El rey necio

Siempre tengo la razón, por algo soy quien soy… ¿algún problema? “Sí, por cierto” –habría que responderle–. “Los números no mienten”.

¿Cuál es la diferencia entre un capricho y un berrinche? Para un párvulo de inocencia, ninguna. Quiero lo que quiero, ahora mismo, y no me importa lo demás. Por ello más de uno ha remitido sus extravagancias cotidianas al ámbito de la psiquiatría, los desajustes mentales, por decirlo con cierto pudor, porque míster Donald ignora el valor del adverbio “no”. Todo en él ha sido conquista (de propiedades, dinero, mujeres y poder), sin sufrir derrota alguna pues la ambición, y peor si es desmesurada, se ha definido por la ausencia de límites.

Has ganado, sí, ¡has ganado 232 votos! El problema es que tu adversario obtuvo 306, y por lo tanto será el nuevo presidente de la república. Pero “¡ah, no!”, de ningún modo. ¿Qué no les han informado que yo nunca pierdo? (Y como en Jalisco, que cuando pierde…) Todo se remite, entonces, a un principio: Yo estoy bien, el problema reside en la realidad.

Donald Trump se ha entrampado (valga su apellido) en un callejón sin salida. Se niega a reconocer el resultado electoral, afirma que todo es producto de la manipulación tramposa, qué él ganó la mayoría y lo demás pertenece a un intrincado fraude electoral que ya sus abogados se encargarán de demostrar. Algo que en nuestro ámbito resuena y no deja de asombrarnos.

Uno de los principios de la salud mental es la aceptación de la realidad. “Llueve”. “Estoy enfermo”, “Se colapsó la casa”. Aceptar los guiños de objetividad que nos sugiere la existencia, y no distorsionar su mensaje. Lo contario es simple ofuscamiento, necedad, confundir las ideas, transitar por los días que sugiere la canción de Víctor Yturbide, “voy viviendo ya de tus mentiras…”

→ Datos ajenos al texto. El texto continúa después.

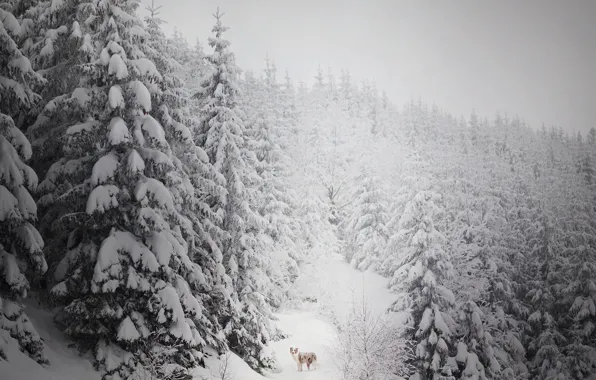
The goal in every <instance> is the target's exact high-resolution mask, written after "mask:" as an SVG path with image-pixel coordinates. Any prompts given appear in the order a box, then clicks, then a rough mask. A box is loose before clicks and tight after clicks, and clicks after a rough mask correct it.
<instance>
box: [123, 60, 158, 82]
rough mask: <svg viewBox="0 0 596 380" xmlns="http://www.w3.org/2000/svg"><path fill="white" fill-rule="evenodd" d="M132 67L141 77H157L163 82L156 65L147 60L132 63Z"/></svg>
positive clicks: (137, 60)
mask: <svg viewBox="0 0 596 380" xmlns="http://www.w3.org/2000/svg"><path fill="white" fill-rule="evenodd" d="M131 63H132V65H133V66H134V67H135V69H136V70H137V72H138V74H139V75H141V76H150V77H155V78H157V79H159V80H162V77H161V74H160V73H159V71H157V68H156V67H155V64H154V63H153V62H152V61H151V60H149V59H147V58H139V59H134V60H132V61H131Z"/></svg>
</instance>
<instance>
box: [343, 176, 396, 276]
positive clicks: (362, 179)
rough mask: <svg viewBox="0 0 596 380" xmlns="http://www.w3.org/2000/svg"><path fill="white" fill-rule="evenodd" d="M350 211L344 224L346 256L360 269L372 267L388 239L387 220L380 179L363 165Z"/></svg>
mask: <svg viewBox="0 0 596 380" xmlns="http://www.w3.org/2000/svg"><path fill="white" fill-rule="evenodd" d="M357 180H358V182H359V183H360V186H359V187H358V189H357V190H356V194H355V200H354V203H355V205H354V207H353V210H352V215H351V216H350V218H349V221H348V222H347V226H346V235H347V236H348V252H346V255H347V257H346V258H347V259H348V260H349V261H350V262H351V263H352V265H353V266H354V267H356V268H358V269H360V270H366V269H368V268H369V267H371V268H372V269H373V270H375V269H376V268H377V267H378V266H379V264H380V261H381V253H382V252H383V251H384V250H385V245H386V242H387V230H386V224H387V222H388V220H389V215H388V213H387V204H386V201H385V199H384V189H383V188H382V185H381V182H380V180H379V179H378V178H377V177H376V176H375V175H374V174H373V173H371V168H369V167H366V166H365V167H364V168H363V169H362V171H361V174H360V176H359V177H358V179H357Z"/></svg>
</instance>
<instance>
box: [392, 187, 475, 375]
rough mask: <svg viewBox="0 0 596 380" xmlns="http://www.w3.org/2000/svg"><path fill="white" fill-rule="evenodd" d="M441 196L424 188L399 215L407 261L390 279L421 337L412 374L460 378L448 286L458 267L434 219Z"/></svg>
mask: <svg viewBox="0 0 596 380" xmlns="http://www.w3.org/2000/svg"><path fill="white" fill-rule="evenodd" d="M437 201H438V194H436V193H433V192H419V193H418V194H416V196H415V197H414V198H413V199H412V200H411V202H410V204H409V205H408V207H407V208H406V209H405V211H404V215H403V216H402V218H401V220H400V232H399V233H400V240H401V242H402V244H403V246H402V247H403V254H402V258H401V263H402V265H401V266H400V267H399V269H397V270H396V271H395V273H394V275H393V278H392V280H391V285H392V286H393V288H394V289H395V290H396V291H399V292H400V293H399V296H398V299H397V301H396V302H395V303H394V305H393V307H392V309H393V310H394V311H398V312H402V313H404V314H405V317H406V319H405V320H406V324H407V326H408V328H409V331H408V332H407V334H406V335H407V338H408V339H412V340H414V341H415V342H416V343H417V346H416V349H415V351H416V358H415V359H414V361H413V363H412V364H413V365H414V367H415V374H414V375H412V376H411V377H410V379H418V380H430V379H438V378H440V379H446V380H447V379H455V377H454V371H456V370H457V365H455V363H454V360H452V359H450V357H449V351H450V350H452V349H453V347H454V344H455V342H454V334H455V332H456V331H455V322H454V321H453V319H452V318H451V317H450V314H449V312H450V310H451V308H452V307H453V305H454V302H455V298H454V295H453V293H452V292H451V291H450V290H449V289H447V288H446V287H445V286H444V284H445V280H446V279H448V278H449V276H450V275H452V273H453V267H452V266H451V263H450V261H449V257H448V255H447V253H446V252H445V251H444V250H443V247H442V245H443V239H444V238H443V236H442V235H441V234H440V233H439V232H438V231H437V230H436V229H435V227H434V223H433V218H434V217H436V215H437V212H438V211H439V210H438V208H437V206H436V202H437ZM469 360H473V358H470V359H469Z"/></svg>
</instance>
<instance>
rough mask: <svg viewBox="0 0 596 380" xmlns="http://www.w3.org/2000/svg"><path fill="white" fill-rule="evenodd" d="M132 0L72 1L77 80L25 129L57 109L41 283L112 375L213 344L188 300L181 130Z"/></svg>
mask: <svg viewBox="0 0 596 380" xmlns="http://www.w3.org/2000/svg"><path fill="white" fill-rule="evenodd" d="M138 5H139V3H138V2H137V1H132V0H131V1H120V2H116V1H92V2H89V3H84V4H82V5H81V6H80V8H79V9H80V10H81V15H82V16H84V18H85V19H86V20H88V22H86V23H85V28H84V31H83V32H84V33H85V36H86V37H85V38H83V39H82V40H81V41H80V44H81V47H83V46H86V47H88V48H89V47H90V48H89V49H87V50H86V51H87V52H88V55H89V61H88V63H86V64H84V65H82V67H81V72H82V74H81V80H80V82H79V84H78V87H77V88H76V89H74V91H72V92H71V93H67V94H65V95H61V96H58V97H57V98H55V99H53V100H51V101H50V102H49V103H48V104H47V105H46V106H45V108H44V112H43V113H42V114H41V115H40V116H39V117H38V121H37V122H36V124H35V125H34V128H33V130H34V131H36V132H37V131H39V132H41V133H40V134H43V131H44V129H45V130H47V129H48V128H53V126H52V125H51V123H48V120H52V118H54V117H56V116H55V115H56V114H61V119H62V120H63V125H64V126H65V128H62V129H61V130H60V131H59V133H58V136H57V137H58V138H59V139H60V141H61V143H62V144H63V149H62V154H63V158H61V159H59V160H58V161H57V162H55V163H54V164H53V165H52V166H51V167H50V169H49V170H48V172H47V174H46V177H45V180H44V181H43V183H42V184H41V186H40V187H41V191H42V193H43V194H45V195H44V196H43V197H42V198H41V199H40V202H39V203H40V205H41V206H42V207H43V208H44V210H45V213H46V214H47V215H51V218H52V219H53V220H54V223H52V224H53V226H52V229H51V231H53V236H52V240H53V244H54V247H55V252H56V254H57V255H58V254H59V253H60V252H61V255H60V256H58V257H56V260H57V261H58V263H57V265H56V266H55V270H54V271H53V274H54V276H53V277H54V281H55V282H56V283H55V285H54V286H53V288H52V291H51V293H52V295H53V296H54V297H55V299H56V300H57V301H58V302H60V303H61V304H63V305H64V308H63V309H62V312H61V313H60V316H59V318H58V320H59V321H60V322H61V323H62V324H63V326H64V327H65V331H66V332H67V333H68V334H69V335H71V336H72V337H73V338H75V339H76V340H77V341H78V342H79V343H80V346H81V348H83V349H85V348H88V349H92V350H93V353H94V356H95V360H96V363H97V365H98V367H99V368H101V369H103V370H105V372H106V374H105V376H106V378H111V379H116V378H128V377H129V376H132V375H133V374H134V373H135V372H137V371H147V370H148V371H149V372H150V373H151V375H153V376H159V377H161V378H170V377H172V376H180V375H182V374H185V373H186V372H187V371H188V368H191V367H193V366H195V365H199V364H202V363H203V358H204V354H203V349H204V347H205V346H206V344H207V342H209V343H210V344H213V345H216V344H215V343H216V342H217V341H218V338H216V337H215V336H216V334H217V330H218V329H217V327H216V326H214V324H213V320H210V319H209V318H208V315H206V314H207V313H206V310H207V308H206V305H205V303H206V300H205V299H204V298H197V293H198V292H199V291H201V290H204V289H208V288H209V287H210V286H211V284H209V283H207V280H208V276H207V275H206V274H205V273H204V272H203V268H201V266H199V265H198V264H197V263H194V262H193V261H192V260H191V257H192V256H193V252H194V249H195V247H194V240H192V237H193V236H194V234H195V233H196V231H195V229H194V228H193V223H192V221H191V220H189V219H188V218H187V217H186V216H185V215H184V213H183V212H182V208H183V206H184V205H185V203H186V202H188V200H190V199H192V197H193V196H194V194H195V188H194V187H193V185H192V181H191V179H190V178H189V175H188V173H187V172H186V171H185V166H184V165H183V164H182V163H181V160H180V159H179V157H177V156H176V155H175V153H174V150H173V147H175V146H176V145H178V144H182V143H185V141H186V142H187V141H188V139H189V136H190V135H191V133H190V130H189V129H188V128H187V126H185V125H183V124H182V123H180V122H176V121H173V120H170V119H169V118H168V108H167V106H168V105H170V103H168V102H167V101H166V100H165V99H164V98H163V97H162V95H163V93H164V92H165V91H164V90H167V88H168V86H170V85H171V84H170V83H164V76H163V75H162V74H161V73H160V71H159V70H158V69H157V68H156V65H155V63H154V62H153V61H152V60H150V59H148V58H147V55H146V54H145V51H144V50H145V48H146V47H148V46H145V45H144V43H146V41H147V40H150V39H151V35H150V34H148V33H147V32H146V31H145V29H144V27H143V25H142V23H141V22H140V20H139V19H138V18H137V17H136V16H135V11H136V9H137V7H138ZM149 47H152V46H149ZM152 98H153V99H154V101H152ZM164 107H165V108H164ZM154 112H157V113H160V114H161V117H159V118H160V119H162V120H163V121H164V125H162V124H161V123H160V122H158V121H157V119H156V118H154V117H153V116H152V114H155V113H154ZM156 116H157V115H156ZM168 121H169V123H168ZM164 127H165V129H164ZM176 153H177V152H176ZM189 242H190V243H189ZM210 270H215V269H214V268H207V267H205V271H210Z"/></svg>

Y ya que estamos en el plano de las definiciones, mi diccionario describe así a la persona necia: “ignorante, falto de razón, terco en lo que hace o dice”. Y votaron por él y venció en condiciones muy apretadas, a Hillary Clinton. Claro, después de ocho años de gobierno demócrata y de un presidente no-sajón, el electorado más retrógrado lo votó en 2016 bajo aquel lema de reminiscencia ultramontana: “Make America great again”, es decir, “Hagamos Grande a EU otra vez”. O sea, volvamos al pretérito, cuando todo era bonito y rubio, al estilo de Marylin y James Dean. Retornemos a los días bajo control, con Eisenhower y Lyndon Johnson.

Conforme pasa el tiempo la sensación de ridículo se va incrementando

Ya habrá tiempo para análisis más juiciosos, pero de momento resalta que el factor que marcó la derrota de Donald Trump fue la frase “I can’t breath” que se repetía, cada vez más, en tantísimos hospitales, y que fue el lamento de agonía del ciudadano George Floyd, de raza negra, al ser asfixiado en plena vía pública por un policía de Minnesota. El hecho, ocurrido el 26 de mayo, prendió la mecha y surgió el movimiento BLM (“Black lives matter”) que, junto al descontrol de la pandemia del Covid, atizarían la derrota de Trump.

Manifestaciones a lo ancho de todo el país en protesta por la muerte de Floyd, fueron la antesala de la debacle electoral republicana.

Mientras tanto el reyecito necio se atrinchera en la Casa Blanca, y al refunfuño del “no, no, no”, deambula como el niño de papá luego de perder el juguete favorito. Pasará a la historia como el presidente odioso, así como Nixon fue el “tramposo”. Su campaña se basó en el vituperio de los inmigrantes, especialmente los de origen mexicano (“criminales y violadores”), de manera que muy pronto el polvo de la historia barrerá su oprobiosa imagen. Qué bueno.